The ordinance adopted by the council, which acknowledges that "ambiguities may exist" in the 1990 agreement between the church and the neighbors as well as in the existing NCCD, was toned down substantially from the city staff-drafted version, which would have required the city manager to complete an ongoing planning study and make zoning recommendations before any further construction or demolition could take place. The original ordinance "actually started the process of making changes to the NCCD, and we weren't ready to do that yet," says Slusher aide Perrault.

Neighborhood attorney Rawlins says that while she is "optimistic" that the renewed negotiations will succeed, the decision to compromise will ultimately be up to the church. "The church has said, 'We've got the right to build whatever we're going to build; why should we budge?' And the only thing we've been able to say in response is that the City Council might decide to amend the ordinance to force them to comply with compatibility guidelines; and they're saying, 'Okay, we'll wait for that to happen,'" Rawlins says.

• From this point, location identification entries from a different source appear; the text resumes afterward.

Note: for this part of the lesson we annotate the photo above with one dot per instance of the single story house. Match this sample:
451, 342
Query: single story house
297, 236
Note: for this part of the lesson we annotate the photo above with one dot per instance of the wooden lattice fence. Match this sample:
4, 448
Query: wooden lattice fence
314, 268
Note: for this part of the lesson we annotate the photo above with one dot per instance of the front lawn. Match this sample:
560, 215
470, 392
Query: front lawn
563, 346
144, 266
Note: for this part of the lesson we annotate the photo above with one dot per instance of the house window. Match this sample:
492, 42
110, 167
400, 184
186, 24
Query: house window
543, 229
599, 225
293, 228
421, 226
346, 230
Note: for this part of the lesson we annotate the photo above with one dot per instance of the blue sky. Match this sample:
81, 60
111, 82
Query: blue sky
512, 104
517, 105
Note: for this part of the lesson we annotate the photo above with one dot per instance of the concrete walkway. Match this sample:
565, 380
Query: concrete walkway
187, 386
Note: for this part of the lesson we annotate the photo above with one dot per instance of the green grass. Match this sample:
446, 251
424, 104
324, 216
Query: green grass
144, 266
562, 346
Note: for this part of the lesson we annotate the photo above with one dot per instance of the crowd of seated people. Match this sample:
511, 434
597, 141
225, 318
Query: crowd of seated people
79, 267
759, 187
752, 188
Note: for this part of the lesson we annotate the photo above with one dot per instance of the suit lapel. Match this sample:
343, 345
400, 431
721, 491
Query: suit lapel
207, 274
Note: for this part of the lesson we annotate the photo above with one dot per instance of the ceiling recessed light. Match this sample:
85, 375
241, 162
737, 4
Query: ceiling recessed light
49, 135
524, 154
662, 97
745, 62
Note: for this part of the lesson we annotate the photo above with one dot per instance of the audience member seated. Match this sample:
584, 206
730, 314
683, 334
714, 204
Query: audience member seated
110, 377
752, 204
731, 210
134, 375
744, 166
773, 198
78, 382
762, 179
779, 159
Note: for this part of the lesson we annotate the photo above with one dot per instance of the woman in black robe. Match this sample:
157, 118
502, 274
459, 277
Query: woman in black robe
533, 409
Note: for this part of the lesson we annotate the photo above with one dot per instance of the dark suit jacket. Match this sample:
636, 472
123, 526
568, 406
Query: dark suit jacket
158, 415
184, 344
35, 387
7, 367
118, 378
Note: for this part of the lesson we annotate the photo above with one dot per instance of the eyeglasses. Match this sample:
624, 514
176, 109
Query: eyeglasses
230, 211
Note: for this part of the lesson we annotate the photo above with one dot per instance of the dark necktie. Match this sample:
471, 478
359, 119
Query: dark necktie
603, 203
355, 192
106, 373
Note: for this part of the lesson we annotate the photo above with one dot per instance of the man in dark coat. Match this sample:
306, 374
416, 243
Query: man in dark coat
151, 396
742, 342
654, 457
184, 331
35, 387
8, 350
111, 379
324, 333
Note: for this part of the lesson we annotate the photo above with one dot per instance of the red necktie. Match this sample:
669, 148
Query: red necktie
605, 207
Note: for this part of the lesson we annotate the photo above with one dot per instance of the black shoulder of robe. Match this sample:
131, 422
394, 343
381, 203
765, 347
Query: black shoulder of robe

Meanwhile, neighbors continue to question whether the church needs a new garage at all. According to the church's promotional materials, they need the new garage to combat a "parking shortage" caused by increased Sunday school attendance. But according to neighborhood residents who have canvassed the garage, the top two floors are virtually empty even during the peak hours of 9am-noon on Sundays. Moreover, figures in the church's own newsletter indicate that average Sunday school attendance has, if anything, declined since before the garage was built -- from an average of 2,802 reported Dec. 2, 1984 to an average of 2,720 in 1999.

Neighbors point to another reason church members want a new parking garage: Their cars are getting too big to fit into the existing facility. It's an allegation church officials don't deny: As church representative Bob Liverman pointed out back in October, SUVs, particularly the bigger ones like Suburbans and Expeditions, are almost too tall to clear the entrance of the current garage.